O'Connors Auftritt an diesem Winterabend 1993, ihre persönliche Note eines Lieds, das in Irland traditionellerweise bei katholischen Beerdigungen gesungen wird, wirkt wie eine Entschuldigung – schliesslich musste sie Moderator Byrne ja versichern, sich «anständig aufzuführen». Der Late-Night-Host spielte auf einen der bereits zahlreichen Skandale in der noch jungen Karriere von Sinéad O'Connor an: Am 3. Oktober 1992 zerriss die Irin in der US-Late-Night-Show «Saturday Night Live» vor laufender Kamera ein Bild von Papst Johannes Paul II. (1920–2005). Sie wolle mit der Aktion auf den sexuellen Missbrauch von Kindern durch die katholische Kirche aufmerksam machen – und spürte danach Hass und Häme des Publikums.
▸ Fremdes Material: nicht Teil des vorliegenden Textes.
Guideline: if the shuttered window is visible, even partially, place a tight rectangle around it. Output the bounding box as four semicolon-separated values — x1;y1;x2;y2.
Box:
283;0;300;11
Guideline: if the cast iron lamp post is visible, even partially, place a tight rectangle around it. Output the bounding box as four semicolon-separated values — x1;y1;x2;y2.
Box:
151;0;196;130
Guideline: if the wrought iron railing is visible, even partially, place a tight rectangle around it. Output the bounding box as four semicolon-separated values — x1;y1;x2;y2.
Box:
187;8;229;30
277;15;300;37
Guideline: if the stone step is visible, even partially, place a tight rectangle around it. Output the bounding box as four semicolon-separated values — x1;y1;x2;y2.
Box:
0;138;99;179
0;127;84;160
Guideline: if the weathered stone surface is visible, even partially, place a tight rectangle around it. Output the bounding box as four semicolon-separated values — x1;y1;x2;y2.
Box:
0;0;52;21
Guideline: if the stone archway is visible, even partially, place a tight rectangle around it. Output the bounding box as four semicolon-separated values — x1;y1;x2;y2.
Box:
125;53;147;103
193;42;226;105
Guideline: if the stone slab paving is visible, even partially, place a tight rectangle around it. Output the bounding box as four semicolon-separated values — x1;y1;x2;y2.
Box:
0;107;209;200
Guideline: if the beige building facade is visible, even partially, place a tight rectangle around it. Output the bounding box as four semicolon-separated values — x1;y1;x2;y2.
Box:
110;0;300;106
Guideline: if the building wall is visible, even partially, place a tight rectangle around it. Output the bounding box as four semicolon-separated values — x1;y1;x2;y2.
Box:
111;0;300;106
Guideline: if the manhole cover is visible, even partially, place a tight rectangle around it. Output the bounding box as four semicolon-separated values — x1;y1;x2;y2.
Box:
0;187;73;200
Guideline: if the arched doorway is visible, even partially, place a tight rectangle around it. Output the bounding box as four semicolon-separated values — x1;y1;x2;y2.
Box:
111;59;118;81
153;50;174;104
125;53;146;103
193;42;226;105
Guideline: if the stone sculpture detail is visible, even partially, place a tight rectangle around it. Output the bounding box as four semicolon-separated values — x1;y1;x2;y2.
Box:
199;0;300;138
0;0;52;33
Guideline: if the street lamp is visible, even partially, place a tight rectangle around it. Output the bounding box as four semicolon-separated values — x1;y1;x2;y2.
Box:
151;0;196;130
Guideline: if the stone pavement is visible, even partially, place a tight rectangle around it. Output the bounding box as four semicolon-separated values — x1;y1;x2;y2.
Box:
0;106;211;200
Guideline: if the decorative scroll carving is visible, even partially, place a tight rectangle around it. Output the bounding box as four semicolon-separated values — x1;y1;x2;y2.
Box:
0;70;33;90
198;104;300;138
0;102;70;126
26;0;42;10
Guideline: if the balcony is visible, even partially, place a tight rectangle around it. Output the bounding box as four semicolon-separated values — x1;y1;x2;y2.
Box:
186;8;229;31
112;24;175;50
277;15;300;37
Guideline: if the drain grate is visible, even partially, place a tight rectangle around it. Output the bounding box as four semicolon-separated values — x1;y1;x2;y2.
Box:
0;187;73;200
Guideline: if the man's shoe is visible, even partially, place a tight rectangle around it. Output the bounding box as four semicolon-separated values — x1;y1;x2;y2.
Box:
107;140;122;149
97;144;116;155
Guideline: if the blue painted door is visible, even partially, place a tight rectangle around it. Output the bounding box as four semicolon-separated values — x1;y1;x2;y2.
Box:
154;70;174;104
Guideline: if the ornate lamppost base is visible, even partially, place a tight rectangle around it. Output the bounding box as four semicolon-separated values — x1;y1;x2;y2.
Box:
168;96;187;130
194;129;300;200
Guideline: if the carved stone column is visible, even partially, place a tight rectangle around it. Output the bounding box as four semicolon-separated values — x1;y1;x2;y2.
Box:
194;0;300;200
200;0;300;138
Die Presse zog sie durch den Dreck, bei einem nachfolgenden Konzert in New York wurde sie ausgebuht. Und am Weihnachtsabend 1993 gab sich Moderator Byrne als grossmütiger TV-Vater der Nation, als wolle er den Irinnen und Iren verkünden: «Hier, mein Kind, kannst du dich von deinen Sünden reinwaschen.» Verstanden hatte auch er nicht, worum es ihr eigentlich ging. Lange verstand sie niemand.
Niemand kannte ihren inneren Kampf
2021 erschienen O'Connors Memoiren «Rememberings» («Erinnerungen»), in denen sie noch einmal auf den Eklat bei «Saturday Night Live» eingeht. Das Bild, das sie 1992 zerrissen hatte, stammt aus dem Schlafzimmer ihrer Mutter – von ihr war sie in ihrer Kindheit misshandelt worden. Das Foto sei die letzte Erinnerung an sie gewesen. Ihre Mutter, 1985 verstorben, wollte sie damit endgültig begraben. Das Trauma ihrer Kindheit sollte O'Connor nie loslassen. Zwar feierte man die Irin weltweit als äusserst talentierte Künstlerin mit einer einzigartigen Stimme, nahm sie aber auch immer als etwas wirr und wankelmütig wahr. Letzteres stimmt zwar durchaus, aber: Bis zuletzt wussten wohl nur die wenigsten, welche Kämpfe O'Connor innerlich ausfocht.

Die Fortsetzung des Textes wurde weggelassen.